İktidar ve Uluslararası Projeler!
Bilindiği gibi son Cumhurbaşkanlığı seçimi iktidarın adayı olan Tayyip Erdoğan ve CHP/MHP adayı Ekmeleddin İhsanoğlu arasında geçmişti.
O dönem seçim sürecinde yandaş koro derhal harekete geçerek Ekmeleddin İhsanoğlu'nun itibarını infaz operasyonu gerçekleştirmişti. Bunu da Ekmeleddin İhsanoğlu'nun "proje" olduğunu ileri sürerek yapmışlardı.
Ekmeleddin İhsanoğlu'nun önce "FETÖ'nün" sonra da uluslar arası sistemin projesi olduğu ifade edilmişti. Şu cümleler kalemini bilinciyle birlikte kiralamış takım tarafından kurulmuştu: "Benim, "Ekmeleddin İhsanoğlu'nun şahsı" ile hiçbir problemim yok... "Pot"lar kırması, "çam"lar devirmesi... yani ikinci bir çarkçıbaşı" olması, beni pek fazla ilgilendirmiyor!..Ben, onun "uluslararası bir proje" olması ve bu projede bir "piyon" olarak kullanılması, o projeye "taşeronluk" yapması ile ilgileniyorum..."
Dün CHP ile Ekmeleddin İhsanoğlu'nu cumhurbaşkanı adayı olarak çıkaran Bahçeli, bu seçimlerde AK Parti ile Binali Yıldırım'a İstanbul için destek olmuştur.

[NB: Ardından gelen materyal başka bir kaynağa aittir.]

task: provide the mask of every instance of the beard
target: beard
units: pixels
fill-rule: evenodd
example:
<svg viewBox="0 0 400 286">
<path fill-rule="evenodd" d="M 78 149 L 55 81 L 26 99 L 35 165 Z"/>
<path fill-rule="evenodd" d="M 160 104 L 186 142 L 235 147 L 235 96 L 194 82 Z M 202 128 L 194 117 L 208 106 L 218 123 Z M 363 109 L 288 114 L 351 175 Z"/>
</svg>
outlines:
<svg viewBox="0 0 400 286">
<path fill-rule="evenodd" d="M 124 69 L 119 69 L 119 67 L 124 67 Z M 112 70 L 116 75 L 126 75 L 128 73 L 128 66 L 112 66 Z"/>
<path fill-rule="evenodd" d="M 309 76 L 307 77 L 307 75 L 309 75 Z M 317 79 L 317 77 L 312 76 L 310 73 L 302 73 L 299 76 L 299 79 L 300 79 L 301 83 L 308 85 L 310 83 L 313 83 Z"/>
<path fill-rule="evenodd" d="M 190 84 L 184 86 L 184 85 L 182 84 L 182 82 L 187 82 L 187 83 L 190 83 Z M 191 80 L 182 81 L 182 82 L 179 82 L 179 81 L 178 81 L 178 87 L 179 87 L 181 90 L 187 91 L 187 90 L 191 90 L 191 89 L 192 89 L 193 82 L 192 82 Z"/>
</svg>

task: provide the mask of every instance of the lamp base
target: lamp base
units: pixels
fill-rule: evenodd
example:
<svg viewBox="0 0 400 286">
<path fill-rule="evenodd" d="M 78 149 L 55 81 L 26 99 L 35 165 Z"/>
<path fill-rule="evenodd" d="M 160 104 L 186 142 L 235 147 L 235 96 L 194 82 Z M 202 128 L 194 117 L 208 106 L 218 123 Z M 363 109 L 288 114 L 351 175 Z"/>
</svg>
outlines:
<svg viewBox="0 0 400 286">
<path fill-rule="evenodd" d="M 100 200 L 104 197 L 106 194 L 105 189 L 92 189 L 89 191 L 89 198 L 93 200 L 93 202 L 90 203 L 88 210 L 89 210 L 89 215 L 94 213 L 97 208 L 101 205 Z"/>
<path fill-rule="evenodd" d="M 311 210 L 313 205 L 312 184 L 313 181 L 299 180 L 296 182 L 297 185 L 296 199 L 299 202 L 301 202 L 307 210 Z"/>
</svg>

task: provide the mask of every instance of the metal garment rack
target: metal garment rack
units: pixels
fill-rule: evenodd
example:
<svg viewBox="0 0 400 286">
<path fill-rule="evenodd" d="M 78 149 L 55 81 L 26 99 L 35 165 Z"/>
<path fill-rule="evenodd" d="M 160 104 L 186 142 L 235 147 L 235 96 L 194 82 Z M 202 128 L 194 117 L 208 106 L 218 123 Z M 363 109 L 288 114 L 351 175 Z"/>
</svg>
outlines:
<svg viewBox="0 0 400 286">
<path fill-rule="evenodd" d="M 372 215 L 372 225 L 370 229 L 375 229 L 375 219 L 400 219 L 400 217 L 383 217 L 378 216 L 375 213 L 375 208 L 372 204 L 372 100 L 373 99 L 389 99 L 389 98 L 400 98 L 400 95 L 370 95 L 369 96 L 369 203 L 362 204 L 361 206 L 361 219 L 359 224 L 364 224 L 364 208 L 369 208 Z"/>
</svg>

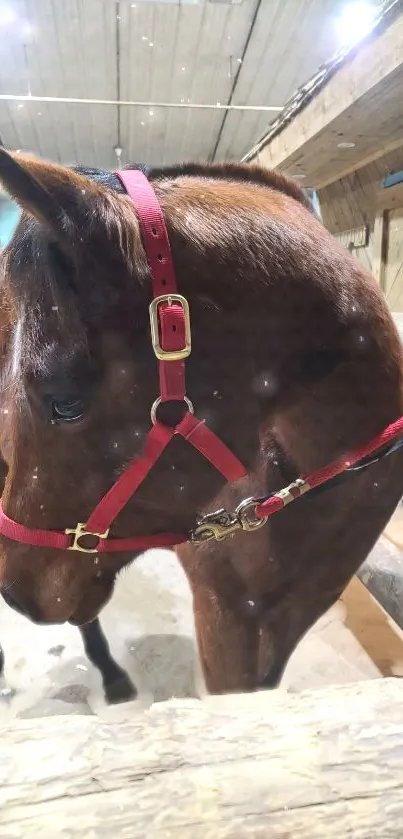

İmamoğlu "uluslararası proje" midir?
İktidarın karşısına kim aday oluyorsa, kim ki mevcut kudret elitlerini sarsıyorsa onu suçlamak için şablon hazır: 'Bu bir projedir' hem de "uluslar arası".
Muhalif adayları FETÖ'cü, bölücü, dörtlü çete vb. suçlamaların halkta karşılığı kalmadığı ortaya çıkınca her zaman yapıldığı gibi "uluslararası proje" iftirasını ortaya atıyorlar.
Şu sözler (adı lazım değil) yüzde yüz yandaş bir gazeteciye aittir: "Şahsen, Ekrem İmamoğlu'nun bir "proje" olduğunu düşünüyorum. Deniz Baykal'a kumpas kurup Kemal Kılıçdaroğlu'nu CHP'nin başına getirenler, bu projeyle Türkiye'nin kurucu partisini "Türkiye Ekseni"nden çıkarıp çokuluslu müdahale cephesine çekenler, ikinci adımı İmamoğlu üzerinden atmıştır."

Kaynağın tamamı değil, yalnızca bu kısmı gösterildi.